Все эти дни я никак не общался с Мими. Представляю, каково ей было — вдруг остаться одной. Вернулся я вечером, вошел в дом, стараясь не шуметь. В гостиной никого не было. Наверное, она сидела у себя в спальне. Я немного постоял перед дверью, размышляя, постучать или не надо. Но что я мог ей сказать? И я пошел спать. В моей комнате царил идеальный порядок. Постель была застлана чистым бельем. Здесь всегда было как-то холодновато, но в тот момент этот холод растрогал меня до глубины души. Это был холод, который всю жизнь любил меня больше всех на свете. Я без сил рухнул на кровать и заснул. Наутро я встал, слегка побаиваясь предстоящей разборки с Мими, но оказалось, что она уже ушла. На кухонном столе меня ждал завтрак из моих любимых блюд.
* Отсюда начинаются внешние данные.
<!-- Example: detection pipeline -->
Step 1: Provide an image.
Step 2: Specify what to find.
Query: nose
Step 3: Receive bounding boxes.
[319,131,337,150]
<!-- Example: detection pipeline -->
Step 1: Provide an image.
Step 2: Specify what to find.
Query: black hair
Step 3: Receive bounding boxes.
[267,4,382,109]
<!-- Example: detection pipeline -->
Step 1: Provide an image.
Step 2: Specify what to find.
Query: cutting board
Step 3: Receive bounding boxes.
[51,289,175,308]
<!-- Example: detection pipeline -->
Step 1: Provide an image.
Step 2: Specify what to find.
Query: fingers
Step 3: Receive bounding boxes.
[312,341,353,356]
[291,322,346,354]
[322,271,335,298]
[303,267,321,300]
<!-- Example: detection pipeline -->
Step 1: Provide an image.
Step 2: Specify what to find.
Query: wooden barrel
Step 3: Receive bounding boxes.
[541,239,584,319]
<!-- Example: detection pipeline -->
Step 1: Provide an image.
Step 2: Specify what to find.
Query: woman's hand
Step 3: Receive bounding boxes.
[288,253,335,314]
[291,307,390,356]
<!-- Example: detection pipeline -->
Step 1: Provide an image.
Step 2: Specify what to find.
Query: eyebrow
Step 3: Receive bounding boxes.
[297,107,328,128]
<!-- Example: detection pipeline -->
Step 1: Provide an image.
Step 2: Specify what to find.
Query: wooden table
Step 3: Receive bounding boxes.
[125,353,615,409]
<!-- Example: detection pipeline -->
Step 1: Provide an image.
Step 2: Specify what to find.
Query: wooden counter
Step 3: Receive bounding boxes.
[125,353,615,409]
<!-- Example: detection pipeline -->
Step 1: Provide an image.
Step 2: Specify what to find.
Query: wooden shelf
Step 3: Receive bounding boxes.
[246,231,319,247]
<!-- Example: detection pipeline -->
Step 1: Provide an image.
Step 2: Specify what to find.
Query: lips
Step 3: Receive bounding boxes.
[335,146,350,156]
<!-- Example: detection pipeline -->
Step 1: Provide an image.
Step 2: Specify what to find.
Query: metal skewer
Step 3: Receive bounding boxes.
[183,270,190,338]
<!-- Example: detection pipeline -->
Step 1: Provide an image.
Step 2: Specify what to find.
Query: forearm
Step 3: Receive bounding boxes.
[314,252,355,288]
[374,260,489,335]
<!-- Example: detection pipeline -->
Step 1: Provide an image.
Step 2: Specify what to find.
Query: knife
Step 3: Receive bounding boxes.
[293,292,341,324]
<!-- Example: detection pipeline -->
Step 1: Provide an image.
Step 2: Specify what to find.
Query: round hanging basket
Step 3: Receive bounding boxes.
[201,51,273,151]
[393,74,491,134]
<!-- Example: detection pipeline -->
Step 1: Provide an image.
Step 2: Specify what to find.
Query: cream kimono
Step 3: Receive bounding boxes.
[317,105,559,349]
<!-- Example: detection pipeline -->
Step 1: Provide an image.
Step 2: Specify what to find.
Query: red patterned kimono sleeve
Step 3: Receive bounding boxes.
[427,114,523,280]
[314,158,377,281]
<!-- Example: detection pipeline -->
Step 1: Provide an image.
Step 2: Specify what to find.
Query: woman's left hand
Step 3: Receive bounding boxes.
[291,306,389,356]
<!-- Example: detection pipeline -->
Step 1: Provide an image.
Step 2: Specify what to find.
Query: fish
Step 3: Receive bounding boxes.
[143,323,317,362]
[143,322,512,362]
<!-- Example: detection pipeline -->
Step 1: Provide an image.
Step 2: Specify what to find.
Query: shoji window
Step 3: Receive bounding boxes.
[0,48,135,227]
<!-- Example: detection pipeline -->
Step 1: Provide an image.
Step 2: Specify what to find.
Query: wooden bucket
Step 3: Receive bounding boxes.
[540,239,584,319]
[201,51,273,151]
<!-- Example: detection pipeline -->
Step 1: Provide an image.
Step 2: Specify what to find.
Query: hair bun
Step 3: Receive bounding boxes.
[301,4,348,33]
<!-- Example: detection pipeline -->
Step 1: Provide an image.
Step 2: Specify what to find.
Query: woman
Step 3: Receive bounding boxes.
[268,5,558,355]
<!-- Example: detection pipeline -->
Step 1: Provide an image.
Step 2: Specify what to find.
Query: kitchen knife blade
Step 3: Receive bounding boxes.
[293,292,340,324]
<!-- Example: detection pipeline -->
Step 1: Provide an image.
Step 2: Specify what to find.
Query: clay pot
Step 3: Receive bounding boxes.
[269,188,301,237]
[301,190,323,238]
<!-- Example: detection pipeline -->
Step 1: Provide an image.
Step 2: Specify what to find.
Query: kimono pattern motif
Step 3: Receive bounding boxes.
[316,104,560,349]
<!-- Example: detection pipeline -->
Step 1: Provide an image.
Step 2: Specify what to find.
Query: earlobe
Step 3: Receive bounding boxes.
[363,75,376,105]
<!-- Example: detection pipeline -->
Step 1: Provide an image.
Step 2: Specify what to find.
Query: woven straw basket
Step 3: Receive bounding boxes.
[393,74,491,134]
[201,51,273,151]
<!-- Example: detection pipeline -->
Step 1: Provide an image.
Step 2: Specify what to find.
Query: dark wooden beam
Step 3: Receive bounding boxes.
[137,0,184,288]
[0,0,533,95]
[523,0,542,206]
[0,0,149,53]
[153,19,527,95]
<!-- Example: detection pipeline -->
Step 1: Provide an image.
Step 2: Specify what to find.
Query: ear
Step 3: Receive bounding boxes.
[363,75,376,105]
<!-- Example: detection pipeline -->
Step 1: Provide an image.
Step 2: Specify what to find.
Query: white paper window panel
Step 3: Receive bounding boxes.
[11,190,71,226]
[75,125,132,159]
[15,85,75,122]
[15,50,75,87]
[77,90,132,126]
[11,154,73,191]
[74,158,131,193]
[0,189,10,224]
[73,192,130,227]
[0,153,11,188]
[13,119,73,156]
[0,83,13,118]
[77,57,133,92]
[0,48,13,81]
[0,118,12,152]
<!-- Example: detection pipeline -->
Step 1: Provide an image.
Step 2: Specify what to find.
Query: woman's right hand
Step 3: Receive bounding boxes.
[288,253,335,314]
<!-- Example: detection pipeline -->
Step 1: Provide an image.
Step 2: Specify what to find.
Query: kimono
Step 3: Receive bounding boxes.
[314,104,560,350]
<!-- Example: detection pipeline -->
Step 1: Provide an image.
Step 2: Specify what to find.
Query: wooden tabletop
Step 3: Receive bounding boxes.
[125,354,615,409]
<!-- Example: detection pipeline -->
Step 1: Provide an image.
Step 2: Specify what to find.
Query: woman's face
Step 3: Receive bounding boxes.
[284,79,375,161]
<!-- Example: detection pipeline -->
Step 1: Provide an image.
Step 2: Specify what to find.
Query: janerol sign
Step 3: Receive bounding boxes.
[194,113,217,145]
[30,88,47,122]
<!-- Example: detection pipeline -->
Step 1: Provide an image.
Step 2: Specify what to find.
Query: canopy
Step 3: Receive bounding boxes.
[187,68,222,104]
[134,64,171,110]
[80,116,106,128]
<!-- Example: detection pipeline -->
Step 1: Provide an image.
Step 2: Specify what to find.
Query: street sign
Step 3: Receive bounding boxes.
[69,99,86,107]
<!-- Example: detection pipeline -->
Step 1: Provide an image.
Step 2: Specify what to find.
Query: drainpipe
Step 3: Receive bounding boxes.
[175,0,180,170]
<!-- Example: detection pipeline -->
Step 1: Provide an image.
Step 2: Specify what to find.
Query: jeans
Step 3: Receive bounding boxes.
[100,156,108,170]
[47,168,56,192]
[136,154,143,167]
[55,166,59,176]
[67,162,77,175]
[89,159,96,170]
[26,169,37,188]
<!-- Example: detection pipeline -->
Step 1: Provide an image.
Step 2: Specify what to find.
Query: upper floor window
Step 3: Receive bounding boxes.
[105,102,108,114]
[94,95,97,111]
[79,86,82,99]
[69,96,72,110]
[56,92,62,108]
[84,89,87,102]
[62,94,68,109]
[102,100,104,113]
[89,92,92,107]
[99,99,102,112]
При виде этого стола, сервированного с такой невероятной деликатностью, на глаза у меня навернулись слезы.

После этого случая я старался максимально щадить ее чувства, но это у меня плохо получалось. Она уже поняла, что к учебе я равнодушен. Меня интересовала только музыка. И с матерью я продолжал часто видеться. Мы играли дуэтом. Слушали пластинки на ее большом патефоне. Жизнь в ней била через край, она вечно что-то выдумывала. Помню, однажды нарисовала на стене ванной огромную желтую бабочку. И приписала внизу: «Если хочешь, чтобы твои зубы были такого же цвета, как крылья бабочки, нет ничего проще: просто перестань их чистить». Время с ней пролетало незаметно. Но вот наступал миг прощания, и я воспринимал его как ожог. Миг расставания. И тут меня словно шарахало мордой об стол, потому что я вспоминал: она же меня бросила. Моя любовь превращалась в кошмарную боль. Я чувствовал растерянность, не знал, что думать, не хотел ее больше видеть, ведь она причинила мне слишком много мук, а потом я по ней тосковал, как не тосковал никогда и ни по кому другому, и мечтал поскорее увидеться с ней снова. Мое сердце без устали выплясывало этот танец. В сущности, мы с ней были очень похожи, почти одинаковые. Она была в семье паршивой овцой; читая в моем школьном дневнике замечания типа: «Прогулял урок», она почти гордилась мной. И постоянно давала мне понять, что ценит меня очень высоко. Внушала, что жизнь — вовсе не там, где остальные хотели бы ее видеть. Надо идти своей дорогой и не экономить на возможных страданиях. Именно она подтолкнула меня на создание первой группы.